上述采用化学气相沉积法制备的PyC界面,均为具有一定取向的、非连续的“类石墨烯”结构,为“短程有序”状态,因此具有一定的导电性,能对磁场的作用做出一定的响应。经强磁场处理后,“类石墨烯”结构会沿磁场方向取向,堆叠成的纳米石墨片层与磁场方向平行,从而使PyC发生石墨化转变。
而石墨具有较高的散射截面和极低的热中子吸收截面,其抗辐照性能极好,常作为高温气冷堆的支撑体首选材料,且相比于PyC,石墨材料的导热性能也更为优异。

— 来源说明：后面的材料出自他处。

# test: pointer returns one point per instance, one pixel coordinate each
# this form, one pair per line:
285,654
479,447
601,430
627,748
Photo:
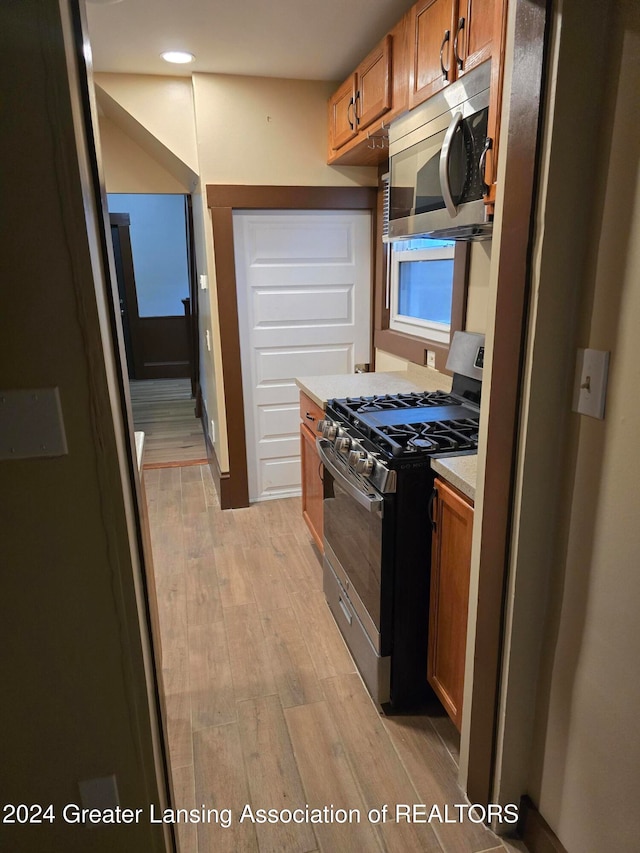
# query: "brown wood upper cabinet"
363,97
312,487
450,37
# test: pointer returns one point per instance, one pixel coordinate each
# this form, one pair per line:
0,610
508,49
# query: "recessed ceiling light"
180,57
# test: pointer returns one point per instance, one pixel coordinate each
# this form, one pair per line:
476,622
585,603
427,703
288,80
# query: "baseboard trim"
535,832
221,480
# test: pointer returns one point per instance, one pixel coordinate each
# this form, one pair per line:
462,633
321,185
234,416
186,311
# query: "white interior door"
304,307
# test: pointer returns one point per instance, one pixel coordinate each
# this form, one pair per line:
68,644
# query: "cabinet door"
473,35
433,30
373,82
342,114
449,601
311,485
495,102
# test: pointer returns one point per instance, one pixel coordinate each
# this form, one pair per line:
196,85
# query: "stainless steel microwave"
436,165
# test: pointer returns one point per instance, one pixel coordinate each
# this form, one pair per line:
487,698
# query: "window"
420,295
421,288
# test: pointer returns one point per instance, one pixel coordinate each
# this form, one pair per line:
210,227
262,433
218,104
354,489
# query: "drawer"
310,412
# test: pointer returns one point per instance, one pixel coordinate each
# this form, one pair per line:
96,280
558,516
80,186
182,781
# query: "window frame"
398,343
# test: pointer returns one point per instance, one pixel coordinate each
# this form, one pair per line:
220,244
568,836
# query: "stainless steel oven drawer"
375,670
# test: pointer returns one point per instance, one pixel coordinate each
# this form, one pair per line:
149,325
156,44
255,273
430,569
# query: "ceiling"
300,39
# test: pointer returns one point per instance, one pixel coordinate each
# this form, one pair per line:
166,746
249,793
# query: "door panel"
304,289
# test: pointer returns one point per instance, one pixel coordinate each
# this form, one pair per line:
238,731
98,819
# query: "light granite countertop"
460,471
323,388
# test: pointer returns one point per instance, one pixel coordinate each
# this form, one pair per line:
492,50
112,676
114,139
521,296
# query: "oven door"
358,545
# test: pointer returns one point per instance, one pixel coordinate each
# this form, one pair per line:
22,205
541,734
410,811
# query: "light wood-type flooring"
164,410
264,704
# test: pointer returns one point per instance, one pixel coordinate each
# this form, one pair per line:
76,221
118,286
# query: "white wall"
74,702
587,748
568,728
158,234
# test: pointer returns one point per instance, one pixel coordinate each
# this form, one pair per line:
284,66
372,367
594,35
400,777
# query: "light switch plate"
31,424
99,793
590,388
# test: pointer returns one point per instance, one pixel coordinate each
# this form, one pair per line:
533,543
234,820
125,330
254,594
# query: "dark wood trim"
220,481
222,201
411,347
514,273
222,223
535,832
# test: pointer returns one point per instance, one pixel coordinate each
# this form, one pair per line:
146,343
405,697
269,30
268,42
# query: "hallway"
263,702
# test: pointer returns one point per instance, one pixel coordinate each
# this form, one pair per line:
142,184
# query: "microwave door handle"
445,157
372,504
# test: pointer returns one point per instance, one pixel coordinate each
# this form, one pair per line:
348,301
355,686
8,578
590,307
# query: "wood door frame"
194,321
222,200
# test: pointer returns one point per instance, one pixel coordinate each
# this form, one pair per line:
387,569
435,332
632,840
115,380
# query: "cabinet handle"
459,61
351,123
432,500
482,163
445,71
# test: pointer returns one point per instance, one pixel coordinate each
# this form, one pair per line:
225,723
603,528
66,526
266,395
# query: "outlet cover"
590,387
31,424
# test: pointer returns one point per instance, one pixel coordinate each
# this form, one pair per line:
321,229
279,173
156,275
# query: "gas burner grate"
433,437
410,400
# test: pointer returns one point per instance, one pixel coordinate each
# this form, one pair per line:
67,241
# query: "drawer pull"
345,610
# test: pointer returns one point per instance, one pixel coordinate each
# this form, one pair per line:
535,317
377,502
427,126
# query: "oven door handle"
369,502
445,157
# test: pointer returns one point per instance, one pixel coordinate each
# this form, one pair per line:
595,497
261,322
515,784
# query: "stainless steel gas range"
376,453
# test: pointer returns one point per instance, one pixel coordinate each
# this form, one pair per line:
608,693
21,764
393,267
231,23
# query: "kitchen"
474,293
470,305
570,826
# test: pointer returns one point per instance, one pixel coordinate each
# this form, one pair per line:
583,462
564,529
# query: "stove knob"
328,429
365,466
355,456
343,444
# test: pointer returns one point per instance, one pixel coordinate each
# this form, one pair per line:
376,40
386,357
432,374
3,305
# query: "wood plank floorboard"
164,410
264,706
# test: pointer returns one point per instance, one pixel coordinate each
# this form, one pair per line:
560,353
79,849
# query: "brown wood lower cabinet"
312,487
450,565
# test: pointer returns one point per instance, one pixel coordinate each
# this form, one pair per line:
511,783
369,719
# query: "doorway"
223,201
154,257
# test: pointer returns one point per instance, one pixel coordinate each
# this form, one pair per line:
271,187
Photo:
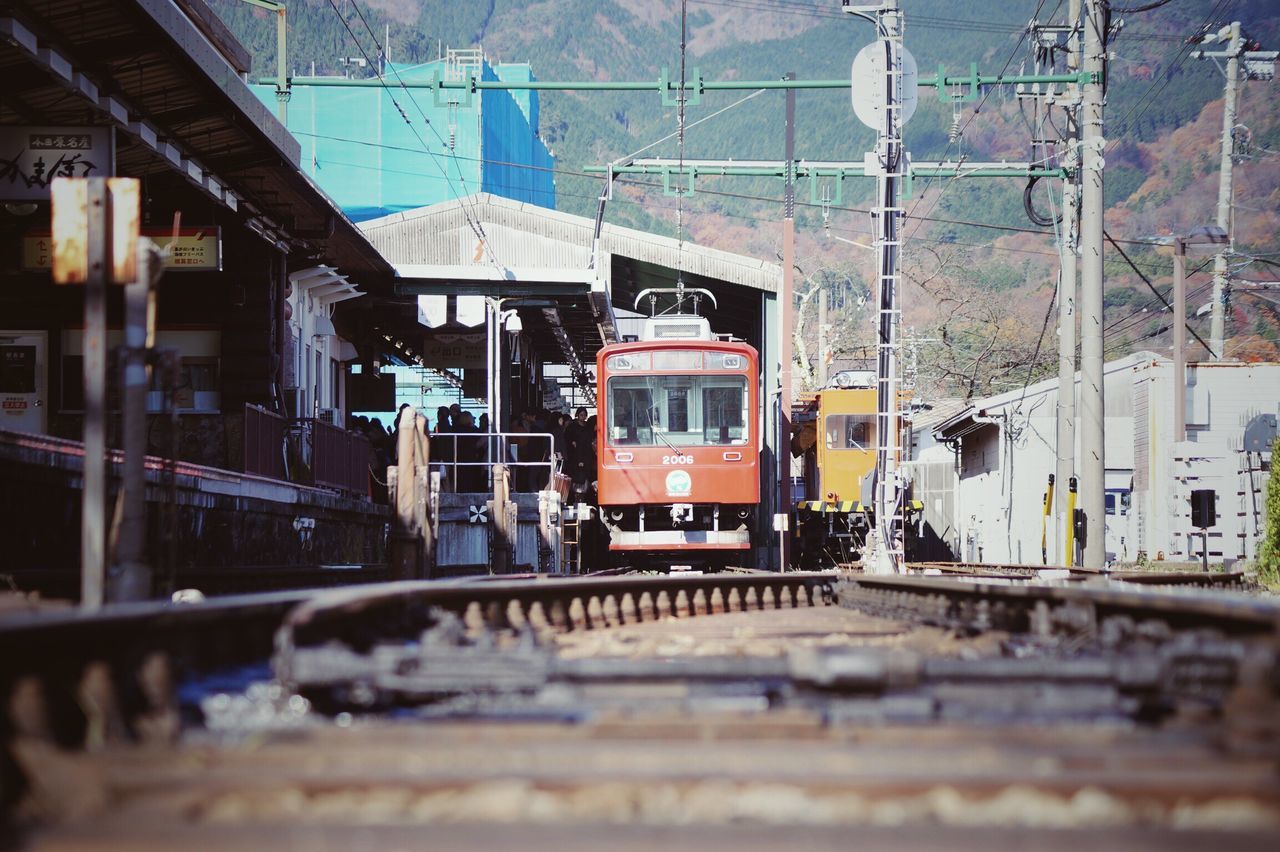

与此同时,石墨为层状结构结晶度高,作为SiCf/SiC复合材料界面能得到良好的裂纹偏转效果。一般来说,通过1600℃以上高温热处理可以实现PyC材料的石墨化,但1500℃以上的高温会引起SiC纤维中的晶粒长大,从而导致SiC纤维的力学性能下降。而若将石墨作为SiCf/SiC复合材料的界面层,需解决以下问题:一、降低PyC材料石墨化的温度(不高于1300℃),以免损坏SiC纤维的力学,保证纤维化学性能不变;二、防止界面层氧化,保证界面层的完整性。因此如何实现较低温度下在SiC纤维表面制备石墨界面,对提高SiCf/SiC复合材料的抗辐照性能、热导性能及力学性能至关重要。
发明内容
本发明的目的是为了解决现有制备SiCf/SiC复合材料采用的PyC界面在高剂量中子辐照后,界面发生退化,界面处产生裂缝,导致材料力学性能和导热性能降低等问题,提供一种低温SiC纤维表面石墨界面的制备方法;该方法首先在SiC纤维预制体表面沉积PyC界面,然后通过磁场及加热实现PyC界面的石墨化,在维持SiC纤维原有力学性能的同时提高SiCf/SiC复合材料的高温抗中子辐照能力。
本发明的目的是通过下述技术方案实现的。
一种低温条件下在SiC纤维表面制备石墨界面的方法,具体步骤如下:
步骤1、PyC界面的制备:采用化学气相沉积法在SiC纤维预制体中引入界面层,制备出SiC纤维预制体;所述界面层为热解碳PyC层;
步骤2、SiC纤维预制体的清洗:对SiC纤维预制体进行超声清洗并烘干;
步骤3、石墨界面的制备:采用强磁场辅助加热的方式使PyC界面石墨化;
步骤4、SiC纤维预制体的清洗:对SiC纤维预制体进行超声清洗并烘干,得到石墨界面。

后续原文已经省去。